Осенняя и окончательная ликвидация дела кормления голодающих вызвала во Л. Н-че желание написать отчет, в котором ему хотелось выразить несколько мыслей по поводу его деятельности за эти два года. Денежным отчет был составлен и заключением к нему должна была служить статья Л. Н-ча, но по тогдашним цензурным условиям поместить ее в газетах не оказалось возможным. Она была заменена несколькими огромными заключительными строками. Статья же разошлась в рукописи и была напечатана за границей. Только уже в посмертном издании сочинений Л. Н-ча, сделанном Софьей Андреевной, удалось напечатать эту статью.
Л. Н-ч старается показать в ней, что причины пережитого голода были не исключительные, временные, а постоянные – разъединение привилегированного, эксплуатирующего класса и рабочего, эксплуатируемого. Помощь голодным временно сблизила и ясно открыла нам всю общественную язву нищеты и угнетения. Если острота неурожая и миновала, но это разъединение осталось, и нищета и угнетение тоже остались, хотя мы и удалились от них. Говоря о том, что нам, русским, легче видеть гибель наших братьев, так как у нас нет далеких колоний, поддерживающих тратой своей жизни роскошь богатых угнетателей, Л. Н-ч делает такое заключение:
«Перед правящими, нерабочими, богатыми классами только два выхода: один – не только отречься от христианства в его истинном значении, но и от всякого подобия его, – отречься от человечности, справедливости и сказать: я владею этими выгодами и преимуществами и во что бы то ни стало удержу их. Кто хочет их отнять у меня, тот будет иметь дело со мной. У меня сила в моих руках: солдаты, виселицы, тюрьмы, кнуты и казни.

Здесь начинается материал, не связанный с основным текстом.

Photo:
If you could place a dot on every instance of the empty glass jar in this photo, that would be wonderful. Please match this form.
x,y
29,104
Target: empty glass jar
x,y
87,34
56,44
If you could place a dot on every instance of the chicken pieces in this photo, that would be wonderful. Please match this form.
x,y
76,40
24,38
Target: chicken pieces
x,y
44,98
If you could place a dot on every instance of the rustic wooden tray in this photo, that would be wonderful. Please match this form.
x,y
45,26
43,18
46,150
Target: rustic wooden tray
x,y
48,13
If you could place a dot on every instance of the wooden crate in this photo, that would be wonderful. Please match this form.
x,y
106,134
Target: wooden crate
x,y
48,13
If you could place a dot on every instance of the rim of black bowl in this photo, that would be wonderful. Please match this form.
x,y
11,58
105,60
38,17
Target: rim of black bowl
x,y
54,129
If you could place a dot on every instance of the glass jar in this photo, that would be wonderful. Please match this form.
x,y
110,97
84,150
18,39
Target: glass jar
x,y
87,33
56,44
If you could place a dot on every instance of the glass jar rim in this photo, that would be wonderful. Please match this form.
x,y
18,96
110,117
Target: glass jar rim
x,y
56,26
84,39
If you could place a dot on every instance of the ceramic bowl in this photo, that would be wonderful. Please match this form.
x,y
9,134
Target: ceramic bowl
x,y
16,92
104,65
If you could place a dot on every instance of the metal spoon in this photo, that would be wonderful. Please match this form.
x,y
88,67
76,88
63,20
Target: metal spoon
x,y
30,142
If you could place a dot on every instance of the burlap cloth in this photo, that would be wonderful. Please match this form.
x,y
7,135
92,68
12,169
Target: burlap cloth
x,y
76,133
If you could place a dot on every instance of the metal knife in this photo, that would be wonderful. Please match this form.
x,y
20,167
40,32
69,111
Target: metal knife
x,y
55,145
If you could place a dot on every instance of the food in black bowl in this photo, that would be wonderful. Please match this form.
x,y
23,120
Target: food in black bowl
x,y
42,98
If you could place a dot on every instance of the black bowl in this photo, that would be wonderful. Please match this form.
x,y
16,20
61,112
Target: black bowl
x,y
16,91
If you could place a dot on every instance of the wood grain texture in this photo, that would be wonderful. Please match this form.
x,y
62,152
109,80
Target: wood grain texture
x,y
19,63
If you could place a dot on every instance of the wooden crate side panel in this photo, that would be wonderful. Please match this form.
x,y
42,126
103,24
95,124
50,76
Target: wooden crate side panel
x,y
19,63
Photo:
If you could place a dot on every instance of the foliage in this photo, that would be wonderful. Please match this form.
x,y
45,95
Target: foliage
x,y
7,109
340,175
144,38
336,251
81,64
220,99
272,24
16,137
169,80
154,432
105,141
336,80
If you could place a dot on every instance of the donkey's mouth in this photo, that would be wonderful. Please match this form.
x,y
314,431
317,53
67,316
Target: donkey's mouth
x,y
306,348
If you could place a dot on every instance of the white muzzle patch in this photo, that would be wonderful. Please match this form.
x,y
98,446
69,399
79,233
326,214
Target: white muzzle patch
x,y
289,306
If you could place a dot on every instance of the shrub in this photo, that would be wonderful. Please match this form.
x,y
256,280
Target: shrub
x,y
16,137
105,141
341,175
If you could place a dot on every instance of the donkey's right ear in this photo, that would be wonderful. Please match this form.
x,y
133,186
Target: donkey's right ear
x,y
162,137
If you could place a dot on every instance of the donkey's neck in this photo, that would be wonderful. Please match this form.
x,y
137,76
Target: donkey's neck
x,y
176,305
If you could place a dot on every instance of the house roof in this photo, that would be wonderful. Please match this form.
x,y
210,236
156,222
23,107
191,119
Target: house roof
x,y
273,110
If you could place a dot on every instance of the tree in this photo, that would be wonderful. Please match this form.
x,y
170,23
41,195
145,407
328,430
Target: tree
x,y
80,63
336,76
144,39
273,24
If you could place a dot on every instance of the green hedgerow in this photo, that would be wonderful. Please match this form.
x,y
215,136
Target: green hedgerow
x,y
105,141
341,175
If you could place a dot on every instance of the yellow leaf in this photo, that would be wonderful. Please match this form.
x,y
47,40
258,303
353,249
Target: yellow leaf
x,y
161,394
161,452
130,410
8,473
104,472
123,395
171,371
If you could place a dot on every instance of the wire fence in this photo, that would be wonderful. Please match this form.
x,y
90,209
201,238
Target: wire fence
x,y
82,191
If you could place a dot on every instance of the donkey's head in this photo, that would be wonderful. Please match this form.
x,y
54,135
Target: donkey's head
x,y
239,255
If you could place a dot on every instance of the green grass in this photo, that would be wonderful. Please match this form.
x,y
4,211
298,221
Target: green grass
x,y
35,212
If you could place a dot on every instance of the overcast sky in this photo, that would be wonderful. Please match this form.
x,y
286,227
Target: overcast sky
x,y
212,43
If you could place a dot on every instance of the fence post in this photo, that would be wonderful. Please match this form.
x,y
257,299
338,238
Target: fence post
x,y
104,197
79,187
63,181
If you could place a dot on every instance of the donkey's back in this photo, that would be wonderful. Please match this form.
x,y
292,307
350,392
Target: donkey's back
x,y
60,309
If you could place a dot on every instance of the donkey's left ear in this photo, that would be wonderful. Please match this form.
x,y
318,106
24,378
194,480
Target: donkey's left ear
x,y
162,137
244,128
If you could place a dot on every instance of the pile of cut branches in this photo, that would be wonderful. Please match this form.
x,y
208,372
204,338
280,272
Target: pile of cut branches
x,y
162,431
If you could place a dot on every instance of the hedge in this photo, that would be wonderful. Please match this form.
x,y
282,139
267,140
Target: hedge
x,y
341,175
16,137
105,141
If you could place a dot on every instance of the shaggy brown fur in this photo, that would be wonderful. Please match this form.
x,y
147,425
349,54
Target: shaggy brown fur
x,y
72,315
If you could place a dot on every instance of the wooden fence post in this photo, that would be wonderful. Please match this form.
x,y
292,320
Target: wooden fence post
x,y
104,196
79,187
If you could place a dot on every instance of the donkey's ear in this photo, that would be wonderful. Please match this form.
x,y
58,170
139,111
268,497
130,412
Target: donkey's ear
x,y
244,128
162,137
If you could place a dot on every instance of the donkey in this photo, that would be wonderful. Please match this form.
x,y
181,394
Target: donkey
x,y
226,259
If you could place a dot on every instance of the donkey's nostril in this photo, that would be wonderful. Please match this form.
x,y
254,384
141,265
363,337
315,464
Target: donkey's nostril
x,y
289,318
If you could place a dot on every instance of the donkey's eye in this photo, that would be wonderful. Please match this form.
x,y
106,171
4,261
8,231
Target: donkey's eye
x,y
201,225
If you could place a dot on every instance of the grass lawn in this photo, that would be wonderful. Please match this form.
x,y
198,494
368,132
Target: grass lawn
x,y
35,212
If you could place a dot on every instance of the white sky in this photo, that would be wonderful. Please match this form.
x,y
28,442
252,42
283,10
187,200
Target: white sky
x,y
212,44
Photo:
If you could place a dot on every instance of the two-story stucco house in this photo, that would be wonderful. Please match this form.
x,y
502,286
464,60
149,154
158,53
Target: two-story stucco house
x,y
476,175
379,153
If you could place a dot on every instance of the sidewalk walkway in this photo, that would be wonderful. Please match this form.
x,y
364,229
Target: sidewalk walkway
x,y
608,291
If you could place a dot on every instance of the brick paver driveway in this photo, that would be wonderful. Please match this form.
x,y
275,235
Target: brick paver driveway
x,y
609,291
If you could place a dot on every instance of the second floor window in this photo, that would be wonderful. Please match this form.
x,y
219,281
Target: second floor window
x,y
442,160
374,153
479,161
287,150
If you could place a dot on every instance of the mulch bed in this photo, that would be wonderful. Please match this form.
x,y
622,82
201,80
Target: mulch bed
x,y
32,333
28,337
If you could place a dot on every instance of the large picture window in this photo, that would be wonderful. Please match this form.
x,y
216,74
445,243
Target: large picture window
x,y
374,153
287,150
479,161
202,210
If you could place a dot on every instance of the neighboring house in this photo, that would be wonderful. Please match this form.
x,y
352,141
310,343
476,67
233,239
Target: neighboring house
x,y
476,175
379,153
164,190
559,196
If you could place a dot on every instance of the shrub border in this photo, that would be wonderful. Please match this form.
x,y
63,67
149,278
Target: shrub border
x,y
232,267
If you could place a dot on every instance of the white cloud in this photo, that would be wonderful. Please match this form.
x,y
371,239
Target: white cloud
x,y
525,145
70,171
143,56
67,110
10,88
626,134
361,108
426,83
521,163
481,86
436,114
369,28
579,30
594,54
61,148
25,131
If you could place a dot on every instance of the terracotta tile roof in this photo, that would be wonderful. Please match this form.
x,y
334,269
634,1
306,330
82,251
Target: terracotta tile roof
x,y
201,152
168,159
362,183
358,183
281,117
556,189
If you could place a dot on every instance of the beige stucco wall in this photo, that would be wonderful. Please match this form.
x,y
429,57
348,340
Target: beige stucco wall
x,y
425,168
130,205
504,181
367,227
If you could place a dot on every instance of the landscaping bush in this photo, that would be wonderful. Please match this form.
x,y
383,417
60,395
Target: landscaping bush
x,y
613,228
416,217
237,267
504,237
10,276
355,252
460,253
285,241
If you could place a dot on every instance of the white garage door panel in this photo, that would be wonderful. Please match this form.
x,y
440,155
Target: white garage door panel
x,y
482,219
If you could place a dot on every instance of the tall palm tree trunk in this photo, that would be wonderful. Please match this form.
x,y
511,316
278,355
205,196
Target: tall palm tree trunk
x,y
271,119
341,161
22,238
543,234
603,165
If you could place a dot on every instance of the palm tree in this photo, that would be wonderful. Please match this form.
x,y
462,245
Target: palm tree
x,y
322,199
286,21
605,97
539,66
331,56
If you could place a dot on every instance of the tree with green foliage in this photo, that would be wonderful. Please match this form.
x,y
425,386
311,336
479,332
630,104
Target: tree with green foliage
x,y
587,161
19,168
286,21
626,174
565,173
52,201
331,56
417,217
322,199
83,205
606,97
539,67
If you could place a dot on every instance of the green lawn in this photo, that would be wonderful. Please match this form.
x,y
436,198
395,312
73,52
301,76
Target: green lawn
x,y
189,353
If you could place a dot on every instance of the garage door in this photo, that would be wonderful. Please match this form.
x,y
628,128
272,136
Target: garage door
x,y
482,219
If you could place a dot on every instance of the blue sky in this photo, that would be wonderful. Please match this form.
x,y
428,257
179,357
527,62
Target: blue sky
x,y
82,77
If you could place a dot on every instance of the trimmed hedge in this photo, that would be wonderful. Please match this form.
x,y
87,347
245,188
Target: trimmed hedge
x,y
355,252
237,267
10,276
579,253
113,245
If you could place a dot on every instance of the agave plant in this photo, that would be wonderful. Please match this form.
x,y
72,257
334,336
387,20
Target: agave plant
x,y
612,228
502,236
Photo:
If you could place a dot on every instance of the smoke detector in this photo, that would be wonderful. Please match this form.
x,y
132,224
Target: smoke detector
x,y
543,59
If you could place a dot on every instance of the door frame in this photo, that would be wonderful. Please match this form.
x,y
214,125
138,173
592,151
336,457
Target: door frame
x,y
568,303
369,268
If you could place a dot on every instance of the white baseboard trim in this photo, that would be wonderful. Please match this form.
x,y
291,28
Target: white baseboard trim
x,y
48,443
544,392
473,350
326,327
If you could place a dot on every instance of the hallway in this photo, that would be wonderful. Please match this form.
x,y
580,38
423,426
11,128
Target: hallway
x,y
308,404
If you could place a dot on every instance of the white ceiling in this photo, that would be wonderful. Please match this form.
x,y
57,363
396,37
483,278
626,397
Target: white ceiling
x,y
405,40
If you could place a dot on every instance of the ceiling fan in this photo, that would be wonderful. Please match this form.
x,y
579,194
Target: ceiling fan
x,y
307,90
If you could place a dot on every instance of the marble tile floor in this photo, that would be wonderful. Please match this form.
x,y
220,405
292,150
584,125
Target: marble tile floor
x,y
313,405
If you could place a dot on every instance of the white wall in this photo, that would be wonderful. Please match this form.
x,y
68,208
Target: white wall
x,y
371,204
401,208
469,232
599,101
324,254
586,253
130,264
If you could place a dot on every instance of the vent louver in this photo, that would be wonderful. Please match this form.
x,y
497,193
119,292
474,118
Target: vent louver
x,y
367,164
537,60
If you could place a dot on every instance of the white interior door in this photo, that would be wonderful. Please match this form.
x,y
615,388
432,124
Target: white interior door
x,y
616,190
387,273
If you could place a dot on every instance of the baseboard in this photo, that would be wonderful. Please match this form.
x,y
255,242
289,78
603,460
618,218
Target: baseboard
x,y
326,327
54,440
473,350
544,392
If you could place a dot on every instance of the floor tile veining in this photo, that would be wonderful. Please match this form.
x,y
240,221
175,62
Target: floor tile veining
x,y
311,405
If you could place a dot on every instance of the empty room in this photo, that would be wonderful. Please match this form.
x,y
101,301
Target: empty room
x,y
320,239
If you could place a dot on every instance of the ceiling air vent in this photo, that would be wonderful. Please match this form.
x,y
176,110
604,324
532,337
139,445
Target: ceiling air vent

Другой выход – в том, чтобы признать свою неправду, перестать лгать, покаяться и не на словах, не грошами, теми самыми, которые со страданиями и болью отняты у народа, прийти на помощь к нему, как это делалось два последние года, а в том, чтобы сломать ту искусственную преграду, которая стоит между нами и рабочими людьми, не на словах, а на деле признать их своими братьями и для этого изменить свою жизнь, отказаться от тех выгод и преимуществ, которые мы имеем, а отказавшись от них, встать в равные условия с народом и с ним уже вместе достигнуть тех благ управления, науки, цивилизации, которые мы теперь извне и не спрашиваясь его воли будто бы хотим передать ему.
Мы стоим на распутье, и выбор неизбежен.
Первый выход означает обречение себя на постоянную ложь, на постоянный страх того, что ложь эта будет открыта, и все-таки сознание того, что неминуемо рано или поздно мы лишимся того положения, которого мы так упорно держимся.